Ce miel "français" vient en réalité de Chine - comment savoir si vous en avez dans vos placards
De plus en plus de produits alimentaires utilisent l'étiquette "Fabriqué en France" ou "Made in France", affichant la cocarde tricolore sur leur emballage. Mais attention aux fraudes et aux tromperies ! Les services des douanes et la DGCCRF, qui protègent les consommateurs contre les arnaques et vérifient l'origine des produits, détectent chaque année des pratiques commerciales trompeuses. Et parfois massives.
Une affaire vient d'illustrer une de ces pratiques, comme l'a rappelé la DGCCRF il y a quelques jours au sujet d'une décision de justice remontant à l'été. Une société, ainsi que son dirigeant, ont été condamnés par le tribunal judiciaire de Perpignan le 5 juillet 2023 à une amende de 50 000 euros et six mois de prison avec sursis. Les chefs d'accusation ? Pratique commerciale trompeuse et tromperie sur l'origine du miel.
L'entreprise a en effet écoulé pas moins de 140 000 kg de miel espagnol, roumain et chinois comme du "Miel du Roussillon" et ce pendant près de trois ans, entre 2015 et 2018. Et l'arnaque aurait continué si un client de Haute-Loire n'avait pas décidé de soumettre le miel qu'il avait acheté à une analyse pollinique dans un laboratoire privé. Les résultats ont montré que ce miel n'était pas d'origine française, une conclusion ultérieurement confirmée par les laboratoires du ministère de l'Économie.

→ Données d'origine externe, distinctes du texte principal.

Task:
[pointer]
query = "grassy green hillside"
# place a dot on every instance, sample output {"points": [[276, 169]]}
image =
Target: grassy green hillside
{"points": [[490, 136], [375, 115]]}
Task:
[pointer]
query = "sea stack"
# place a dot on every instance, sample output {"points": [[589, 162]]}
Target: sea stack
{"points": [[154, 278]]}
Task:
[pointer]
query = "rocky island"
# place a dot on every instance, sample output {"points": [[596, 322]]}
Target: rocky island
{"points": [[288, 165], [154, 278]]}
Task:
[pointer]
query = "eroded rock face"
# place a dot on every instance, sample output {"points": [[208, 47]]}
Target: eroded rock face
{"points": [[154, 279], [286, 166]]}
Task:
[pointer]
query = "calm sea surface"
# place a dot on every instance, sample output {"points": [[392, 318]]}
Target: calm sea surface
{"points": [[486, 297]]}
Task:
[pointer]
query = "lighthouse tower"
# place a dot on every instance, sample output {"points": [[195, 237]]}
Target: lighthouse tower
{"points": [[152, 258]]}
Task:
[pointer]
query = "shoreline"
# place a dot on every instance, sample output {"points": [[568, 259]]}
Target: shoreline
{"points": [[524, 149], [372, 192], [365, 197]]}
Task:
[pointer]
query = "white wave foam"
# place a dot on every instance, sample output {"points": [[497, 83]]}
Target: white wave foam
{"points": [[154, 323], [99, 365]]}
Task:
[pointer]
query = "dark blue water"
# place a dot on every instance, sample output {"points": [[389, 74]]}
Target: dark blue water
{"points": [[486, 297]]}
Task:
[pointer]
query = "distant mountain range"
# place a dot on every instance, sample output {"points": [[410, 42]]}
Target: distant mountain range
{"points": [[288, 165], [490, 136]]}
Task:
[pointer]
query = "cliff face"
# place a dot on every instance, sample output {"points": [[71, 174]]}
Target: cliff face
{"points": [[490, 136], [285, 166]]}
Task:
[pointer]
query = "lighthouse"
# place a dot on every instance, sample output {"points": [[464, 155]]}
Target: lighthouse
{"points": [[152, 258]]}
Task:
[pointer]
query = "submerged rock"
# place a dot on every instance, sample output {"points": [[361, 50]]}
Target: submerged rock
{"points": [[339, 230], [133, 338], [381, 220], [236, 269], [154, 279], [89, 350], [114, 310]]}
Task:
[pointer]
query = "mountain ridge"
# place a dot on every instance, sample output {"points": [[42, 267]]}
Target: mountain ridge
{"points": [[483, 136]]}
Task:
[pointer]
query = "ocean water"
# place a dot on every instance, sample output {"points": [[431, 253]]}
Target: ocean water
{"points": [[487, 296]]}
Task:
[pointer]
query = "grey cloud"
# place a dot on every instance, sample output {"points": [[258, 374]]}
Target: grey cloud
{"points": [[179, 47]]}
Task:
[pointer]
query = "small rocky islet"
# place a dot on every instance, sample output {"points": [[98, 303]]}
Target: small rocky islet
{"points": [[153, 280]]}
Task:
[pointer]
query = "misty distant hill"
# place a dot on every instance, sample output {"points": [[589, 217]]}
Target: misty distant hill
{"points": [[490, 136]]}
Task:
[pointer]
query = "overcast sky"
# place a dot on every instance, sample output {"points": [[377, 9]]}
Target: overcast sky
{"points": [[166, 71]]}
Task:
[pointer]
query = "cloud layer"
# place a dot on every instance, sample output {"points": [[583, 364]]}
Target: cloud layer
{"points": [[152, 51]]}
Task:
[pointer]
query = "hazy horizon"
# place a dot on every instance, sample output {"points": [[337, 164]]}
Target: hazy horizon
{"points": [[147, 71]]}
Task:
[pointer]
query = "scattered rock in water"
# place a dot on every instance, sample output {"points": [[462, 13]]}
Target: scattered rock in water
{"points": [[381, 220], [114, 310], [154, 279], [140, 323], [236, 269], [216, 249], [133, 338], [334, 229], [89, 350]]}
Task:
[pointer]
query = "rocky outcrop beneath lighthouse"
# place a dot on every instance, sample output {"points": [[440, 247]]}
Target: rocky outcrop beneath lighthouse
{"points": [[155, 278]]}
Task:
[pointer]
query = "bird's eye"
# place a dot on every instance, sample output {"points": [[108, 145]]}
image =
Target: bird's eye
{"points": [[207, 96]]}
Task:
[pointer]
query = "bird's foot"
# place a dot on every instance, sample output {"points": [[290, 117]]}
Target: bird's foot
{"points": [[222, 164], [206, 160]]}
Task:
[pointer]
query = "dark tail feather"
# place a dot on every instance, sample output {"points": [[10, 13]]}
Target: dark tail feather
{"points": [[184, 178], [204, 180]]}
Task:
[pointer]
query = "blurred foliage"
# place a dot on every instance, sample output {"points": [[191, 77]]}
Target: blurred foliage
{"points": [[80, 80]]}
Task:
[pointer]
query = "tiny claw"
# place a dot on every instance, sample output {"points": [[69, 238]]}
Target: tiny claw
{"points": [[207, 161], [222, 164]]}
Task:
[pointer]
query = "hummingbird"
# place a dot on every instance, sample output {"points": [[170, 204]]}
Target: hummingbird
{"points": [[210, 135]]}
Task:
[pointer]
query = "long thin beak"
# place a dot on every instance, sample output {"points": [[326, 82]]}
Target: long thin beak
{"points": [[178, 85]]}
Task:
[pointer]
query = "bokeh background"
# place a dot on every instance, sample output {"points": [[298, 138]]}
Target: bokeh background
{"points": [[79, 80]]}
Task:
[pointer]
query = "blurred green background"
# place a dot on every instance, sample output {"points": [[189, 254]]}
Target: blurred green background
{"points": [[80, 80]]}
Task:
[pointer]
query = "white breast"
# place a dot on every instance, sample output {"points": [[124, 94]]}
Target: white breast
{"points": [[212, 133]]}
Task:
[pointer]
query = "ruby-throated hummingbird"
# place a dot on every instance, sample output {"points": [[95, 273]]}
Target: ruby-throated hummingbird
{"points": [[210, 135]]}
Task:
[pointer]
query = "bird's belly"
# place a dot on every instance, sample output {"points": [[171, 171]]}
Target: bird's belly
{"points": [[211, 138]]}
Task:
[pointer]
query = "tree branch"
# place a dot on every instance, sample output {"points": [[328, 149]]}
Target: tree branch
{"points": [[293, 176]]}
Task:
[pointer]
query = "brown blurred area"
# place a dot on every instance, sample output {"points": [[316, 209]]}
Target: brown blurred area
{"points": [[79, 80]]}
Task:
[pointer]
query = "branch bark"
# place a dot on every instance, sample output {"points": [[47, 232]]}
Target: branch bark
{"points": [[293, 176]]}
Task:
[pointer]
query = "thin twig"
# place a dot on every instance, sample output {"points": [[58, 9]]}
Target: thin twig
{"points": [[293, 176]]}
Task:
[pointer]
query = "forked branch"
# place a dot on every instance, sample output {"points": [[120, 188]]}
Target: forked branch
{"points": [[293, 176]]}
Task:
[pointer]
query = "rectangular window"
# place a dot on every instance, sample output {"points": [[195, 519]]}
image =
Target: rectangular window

Cette première découverte a fini par lever le voile sur une fraude à grande échelle. Les colis de miel étaient reçus en France puis renvoyés au nom de "Miel du Roussillon" à des revendeurs partout dans l'Hexagone. Les enquêteurs ont notamment découvert un site, dans l'Aude, où plus de 2 tonnes de miel conditionné en fûts étaient entreposées. Sur ces fûts, des étiquettes indiquant une origine espagnole étaient apposées, tandis que d'autres étiquettes mentionnaient fièrement "Miel du Roussillon" et "Origine France," avec le matériel nécessaire à leur collage à proximité.
Du miel douteux partout, comment vérifier ?

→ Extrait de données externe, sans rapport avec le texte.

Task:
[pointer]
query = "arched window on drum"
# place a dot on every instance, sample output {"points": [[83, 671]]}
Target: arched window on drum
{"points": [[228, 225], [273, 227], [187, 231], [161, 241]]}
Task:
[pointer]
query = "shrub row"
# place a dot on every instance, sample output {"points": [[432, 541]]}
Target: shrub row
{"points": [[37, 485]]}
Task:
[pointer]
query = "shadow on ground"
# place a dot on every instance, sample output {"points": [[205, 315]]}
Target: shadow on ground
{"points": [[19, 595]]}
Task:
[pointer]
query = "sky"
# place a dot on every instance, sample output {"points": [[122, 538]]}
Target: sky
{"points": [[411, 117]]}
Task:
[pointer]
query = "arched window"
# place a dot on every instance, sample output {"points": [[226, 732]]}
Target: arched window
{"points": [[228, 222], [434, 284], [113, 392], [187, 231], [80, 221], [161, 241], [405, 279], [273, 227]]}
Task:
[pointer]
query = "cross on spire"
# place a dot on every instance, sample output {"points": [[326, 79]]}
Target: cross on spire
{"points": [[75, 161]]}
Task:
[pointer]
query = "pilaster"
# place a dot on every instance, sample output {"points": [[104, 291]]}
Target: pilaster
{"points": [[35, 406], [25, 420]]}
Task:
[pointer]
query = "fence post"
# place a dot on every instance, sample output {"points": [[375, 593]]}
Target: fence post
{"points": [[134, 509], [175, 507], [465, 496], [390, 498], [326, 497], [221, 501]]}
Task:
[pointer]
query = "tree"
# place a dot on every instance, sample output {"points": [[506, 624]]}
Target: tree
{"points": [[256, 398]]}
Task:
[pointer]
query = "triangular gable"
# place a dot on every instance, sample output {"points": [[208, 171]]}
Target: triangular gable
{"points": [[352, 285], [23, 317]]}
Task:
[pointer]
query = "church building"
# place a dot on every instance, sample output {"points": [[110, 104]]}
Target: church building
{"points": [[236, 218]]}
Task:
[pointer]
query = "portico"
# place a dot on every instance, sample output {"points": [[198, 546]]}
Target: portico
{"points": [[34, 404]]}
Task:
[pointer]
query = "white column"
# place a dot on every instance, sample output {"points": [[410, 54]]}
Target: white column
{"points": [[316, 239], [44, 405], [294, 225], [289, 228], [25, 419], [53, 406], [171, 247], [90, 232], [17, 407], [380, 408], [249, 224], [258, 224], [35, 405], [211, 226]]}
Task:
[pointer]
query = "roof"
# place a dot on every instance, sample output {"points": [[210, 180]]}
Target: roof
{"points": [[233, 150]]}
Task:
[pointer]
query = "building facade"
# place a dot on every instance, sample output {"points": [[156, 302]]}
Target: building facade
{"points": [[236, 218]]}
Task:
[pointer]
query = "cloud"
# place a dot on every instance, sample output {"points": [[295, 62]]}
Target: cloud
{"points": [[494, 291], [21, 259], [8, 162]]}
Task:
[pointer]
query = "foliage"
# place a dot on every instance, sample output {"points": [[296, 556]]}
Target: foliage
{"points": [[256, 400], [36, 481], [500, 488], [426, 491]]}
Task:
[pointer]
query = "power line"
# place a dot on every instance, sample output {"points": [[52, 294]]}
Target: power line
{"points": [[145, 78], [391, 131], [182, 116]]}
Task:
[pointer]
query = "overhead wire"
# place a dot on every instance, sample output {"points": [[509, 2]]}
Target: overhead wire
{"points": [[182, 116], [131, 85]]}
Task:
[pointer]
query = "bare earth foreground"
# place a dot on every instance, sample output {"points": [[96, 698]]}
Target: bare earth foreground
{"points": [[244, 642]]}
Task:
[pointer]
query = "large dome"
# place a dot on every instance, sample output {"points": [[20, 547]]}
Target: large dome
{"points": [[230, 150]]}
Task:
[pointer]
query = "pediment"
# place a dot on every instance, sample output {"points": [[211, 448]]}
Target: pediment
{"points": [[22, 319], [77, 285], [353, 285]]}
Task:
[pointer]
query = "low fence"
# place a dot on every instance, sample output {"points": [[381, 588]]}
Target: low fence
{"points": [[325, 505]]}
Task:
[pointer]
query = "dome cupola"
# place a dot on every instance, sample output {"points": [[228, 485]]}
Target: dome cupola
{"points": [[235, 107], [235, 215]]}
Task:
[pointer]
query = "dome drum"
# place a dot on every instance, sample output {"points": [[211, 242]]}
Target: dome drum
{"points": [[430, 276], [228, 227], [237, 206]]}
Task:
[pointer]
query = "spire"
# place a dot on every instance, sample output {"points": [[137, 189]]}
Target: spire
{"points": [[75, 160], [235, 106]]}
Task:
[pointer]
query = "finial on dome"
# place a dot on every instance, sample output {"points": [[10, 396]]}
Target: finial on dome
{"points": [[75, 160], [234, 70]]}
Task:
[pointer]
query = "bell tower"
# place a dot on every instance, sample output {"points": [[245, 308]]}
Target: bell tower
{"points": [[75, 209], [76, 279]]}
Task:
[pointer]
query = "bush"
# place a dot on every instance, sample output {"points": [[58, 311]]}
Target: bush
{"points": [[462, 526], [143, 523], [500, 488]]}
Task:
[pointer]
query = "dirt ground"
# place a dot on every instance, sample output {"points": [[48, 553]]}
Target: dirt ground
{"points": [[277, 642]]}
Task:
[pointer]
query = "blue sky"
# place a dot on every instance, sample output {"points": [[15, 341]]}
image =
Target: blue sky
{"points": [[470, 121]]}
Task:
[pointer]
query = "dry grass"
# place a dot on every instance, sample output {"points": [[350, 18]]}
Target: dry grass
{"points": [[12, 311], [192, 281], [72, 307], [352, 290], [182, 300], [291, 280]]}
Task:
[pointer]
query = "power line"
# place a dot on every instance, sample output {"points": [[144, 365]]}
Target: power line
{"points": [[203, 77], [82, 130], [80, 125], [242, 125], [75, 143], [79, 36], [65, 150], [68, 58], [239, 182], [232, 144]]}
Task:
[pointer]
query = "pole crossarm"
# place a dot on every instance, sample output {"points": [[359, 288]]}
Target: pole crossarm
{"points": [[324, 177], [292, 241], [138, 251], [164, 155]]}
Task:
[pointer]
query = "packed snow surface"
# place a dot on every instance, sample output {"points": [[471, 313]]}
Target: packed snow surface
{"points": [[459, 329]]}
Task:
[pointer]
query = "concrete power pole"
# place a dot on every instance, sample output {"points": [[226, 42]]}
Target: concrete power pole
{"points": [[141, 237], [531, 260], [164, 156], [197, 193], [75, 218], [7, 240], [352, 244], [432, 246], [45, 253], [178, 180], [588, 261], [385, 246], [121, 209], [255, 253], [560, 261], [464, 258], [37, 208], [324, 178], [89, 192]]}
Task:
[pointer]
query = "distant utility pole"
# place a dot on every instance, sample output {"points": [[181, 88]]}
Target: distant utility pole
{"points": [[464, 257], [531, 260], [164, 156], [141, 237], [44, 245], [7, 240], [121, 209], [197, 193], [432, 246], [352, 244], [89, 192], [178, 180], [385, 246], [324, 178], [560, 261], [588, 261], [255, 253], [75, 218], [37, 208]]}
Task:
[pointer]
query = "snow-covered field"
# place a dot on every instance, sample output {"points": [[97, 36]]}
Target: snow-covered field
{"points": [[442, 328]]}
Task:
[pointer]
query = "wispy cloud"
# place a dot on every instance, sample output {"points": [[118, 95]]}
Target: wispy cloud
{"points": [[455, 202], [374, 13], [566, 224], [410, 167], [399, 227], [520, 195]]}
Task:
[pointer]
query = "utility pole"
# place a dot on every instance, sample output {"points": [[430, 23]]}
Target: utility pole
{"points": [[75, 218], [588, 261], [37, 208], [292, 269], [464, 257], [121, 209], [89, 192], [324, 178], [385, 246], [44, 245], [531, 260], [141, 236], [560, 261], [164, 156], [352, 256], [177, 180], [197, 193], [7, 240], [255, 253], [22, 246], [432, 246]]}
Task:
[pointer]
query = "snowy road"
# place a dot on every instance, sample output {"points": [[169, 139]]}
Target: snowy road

C'est bien connu, le miel ne se périme pas. Compte tenu des quantités de miel écoulé, soyez méfiant si un pot affichant "Miel du Roussillon" un peu ancien se trouve encore dans vos placards. Plus généralement, quand vous achetez du miel, il y a des indicateurs qui doivent vous mettre la puce à l'oreille : une origine affichée sans mention du nom et de l'adresse de l'apiculteur doit vous alerter. La formule "Mis en pot" est d'ailleurs à regarder de près. Si elle est suivie par une région ("Mis en pot dans les Pyrénées" par exemple), cela peut sous-entendre que le miel n'a pas été produit à cet endroit. Préférer la mention "Mis en pot par l'apiculteur", associée encore une fois à ses coordonnées.

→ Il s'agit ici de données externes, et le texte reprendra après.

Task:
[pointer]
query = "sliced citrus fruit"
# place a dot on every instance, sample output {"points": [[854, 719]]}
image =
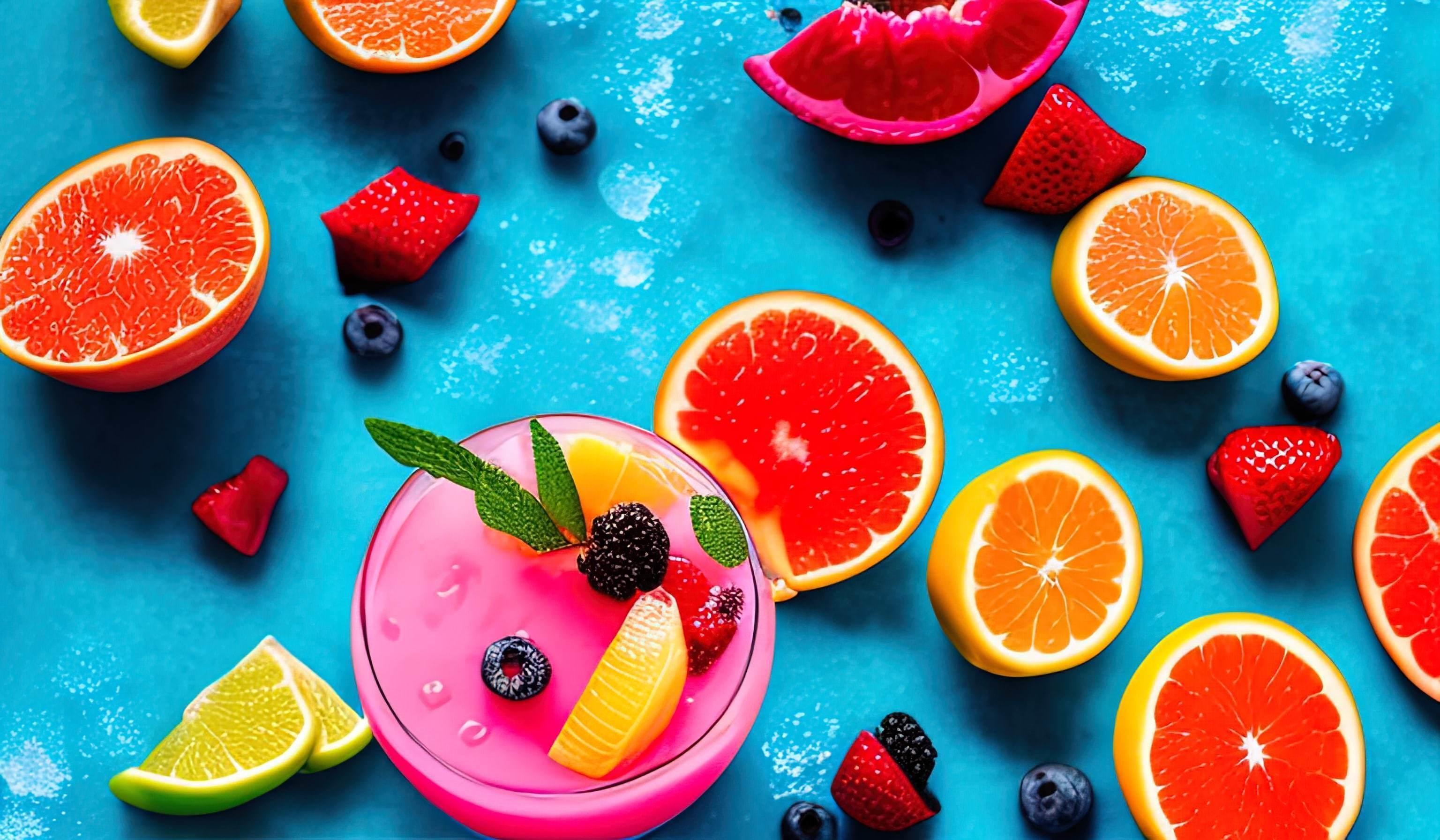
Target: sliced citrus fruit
{"points": [[1397, 560], [133, 267], [818, 424], [918, 73], [1036, 565], [175, 32], [244, 735], [1165, 281], [399, 37], [1236, 725], [633, 692], [342, 734], [608, 473]]}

L'affichage de l'origine du miel est pour sa part obligatoire. S'il s'agit d'un mélange, il est possible de voir figurer "Mélange de miels originaires de l'UE", "Mélange de miels non originaires de l'UE", ou "Mélange de miels originaires et non originaires de l'UE". Mais encore une fois méfiance : l'origine européenne du miel n'est pas une garantie. L'Espagne est par exemple connue pour avoir importé des dizaines de tonnes de miel en provenance de Chine ces dernières années, dont une grande partie a été ensuite mélangée et réexpédiée en Europe, notamment en France, comme l'indique FranceAgriMer dans plusieurs rapports.
Préférez donc les miels portant l'étiquette Indication géographique protégée (IGP) ou un label reconnu (label Rouge miel de Provence, AOP sapin des Vosges etc.). Privilégiez aussi les miels purs (thym, lavande, acacia, châtaignier…) aux mélanges qui rendent de fait la traçabilité plus difficile. Pensez enfin à comparer l'appellation florale avec la zone géographique mentionnée et souvenez-vous que la lavande pousse plus facilement en Provence qu'en Bretagne.
La France ne produit qu'un quart du miel qu'elle consomme, notamment à cause de capacités de production limitées et du prix élevé du miel local. Ce qui ouvre grand la porte aux importations. Le tout sans compter les "apiculteurs- conditionneurs", des apiculteurs qui produisent peu mais mélangent beaucoup leur miel avec celui qu'ils achètent à l'étranger... Or dans certains pays comme la Chine, les producteurs sont suspectés d'utiliser du glucose pour nourrir leurs abeilles voire de "couper" directement le miel avec du sirop de sucre. Des mélanges toujours plus élaborés et plus difficiles à détecter par les experts.